Kitted out by Belfast design firm Oscar&Oscar, who did the main dining room, OX Cave is an extension to the Oxford Street restaurant.
Fitted with a bar, it allows customers to have an aperitif or a wee nip at the end of the evening.
Due to be open around mid-November, OX Cave was borne out of a desire to give customers who arrive early somewhere to relax while they wait for their table.
As Mr Toman and Mr Kerloc'h explain, initially they had identified upstairs in the restaurant as an area customers could wait, but as it became more popular this was no longer an option. Mr Toman said: "OX Cave is just to complement the restaurant. It's just to enhance the OX experience.
"We had upstairs as more of a gathering/waiting area for people to come downstairs, but at the weekends more and more people are requesting upstairs for a larger group.
"So we're going to use next door as what that was purposed for."
Since opening in March last year, OX has hardly had a bad word said about it and garnered much critical acclaim, but the owners are not letting that go to their heads.
Still, the trophy cabinet is weighed down. The Oxford Street venue was named the best restaurant in Ulster in an Ireland-wide round-up of the creme de la creme in August.
Stephen Toman was given the gong for best chef in Ulster - and the restaurant was also given a commendation in the best restaurant in Ireland category.

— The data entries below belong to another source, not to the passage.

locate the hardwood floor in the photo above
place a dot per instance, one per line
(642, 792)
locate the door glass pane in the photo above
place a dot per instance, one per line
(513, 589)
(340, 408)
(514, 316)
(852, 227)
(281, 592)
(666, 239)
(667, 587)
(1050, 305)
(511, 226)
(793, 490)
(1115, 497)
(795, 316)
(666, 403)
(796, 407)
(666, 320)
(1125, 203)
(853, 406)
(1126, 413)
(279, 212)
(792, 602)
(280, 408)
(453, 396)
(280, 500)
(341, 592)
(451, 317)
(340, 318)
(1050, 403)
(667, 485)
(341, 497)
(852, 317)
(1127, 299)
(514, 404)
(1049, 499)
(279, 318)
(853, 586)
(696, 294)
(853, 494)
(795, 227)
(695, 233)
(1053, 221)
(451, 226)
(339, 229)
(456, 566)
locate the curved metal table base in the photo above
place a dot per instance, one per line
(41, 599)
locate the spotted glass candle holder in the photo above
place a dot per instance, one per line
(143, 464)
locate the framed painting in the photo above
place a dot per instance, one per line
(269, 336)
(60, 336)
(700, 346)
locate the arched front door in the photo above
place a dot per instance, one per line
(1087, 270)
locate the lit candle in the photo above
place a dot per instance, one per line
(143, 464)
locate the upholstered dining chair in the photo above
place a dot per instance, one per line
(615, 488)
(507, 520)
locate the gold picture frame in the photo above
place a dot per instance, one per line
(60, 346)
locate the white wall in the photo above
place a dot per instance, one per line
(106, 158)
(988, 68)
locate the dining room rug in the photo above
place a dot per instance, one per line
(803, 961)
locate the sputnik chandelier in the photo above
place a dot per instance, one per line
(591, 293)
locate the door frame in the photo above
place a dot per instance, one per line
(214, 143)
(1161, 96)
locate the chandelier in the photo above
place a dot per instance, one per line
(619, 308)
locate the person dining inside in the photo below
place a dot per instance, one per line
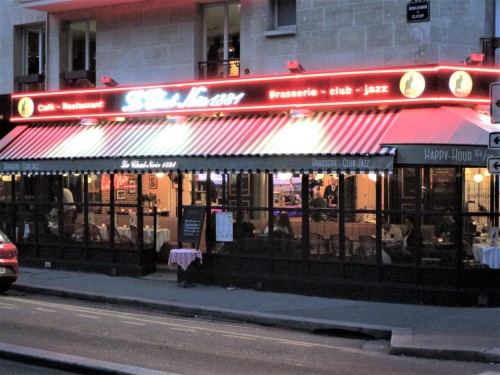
(331, 192)
(392, 240)
(69, 209)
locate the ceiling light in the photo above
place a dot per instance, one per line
(478, 177)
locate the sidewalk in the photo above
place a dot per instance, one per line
(465, 334)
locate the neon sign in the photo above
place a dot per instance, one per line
(158, 99)
(427, 85)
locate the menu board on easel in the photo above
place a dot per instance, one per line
(192, 225)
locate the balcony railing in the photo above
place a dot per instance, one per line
(219, 69)
(30, 82)
(490, 46)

The top award in the Food & Wine Magazine competition went to record six-times winner Chapter One in Dublin's Parnell Square.
The men of OX said they aren't taking success for granted.
"It's great to hear support from people at that level [critics], but our aim is to just keep the customers happy, keep our staff and ourselves motivated, and just enjoy what we do. Every day just push ourselves as hard as we can," Mr Toman said.
Mr Kerloc'h said there were always refinements to be made in improving the business: "I think there is always progress to be made. It's a restaurant, it's not a place you just open and say, ok that's it we've done it, let's keep it like this."
"Our craft is about progressing, it's about evolving, and not standing still."
But it's clear that a big part of their success is down to an unflinching attention to detail to make sure every diner gets as enjoyable an experience as possible.
Mr Toman said: "I think a lot of the success is down to Alain and myself being here every service. I've designed that kitchen so there isn't a plate of food that goes out that I don't see. And the way this restaurant is designed there isn't a table that comes in that Alain isn't at the table throughout the night. So if I miss it Alain will catch it, and if Alain misses it I'll catch it. So we're bouncing off each other."
The support from their customers has played a huge role in keeping them motivated, reassuring them they are on the right path.
Mr Kerloc'h said: "We have a lot of repeat customers, it's great when they tell us, 'we've been coming for 18 months and we are still excited to come here'."
Mr Toman added: "Just hearing customers say, 'we've been with you on the journey and see you going from strength to strength', and we know we're doing something right."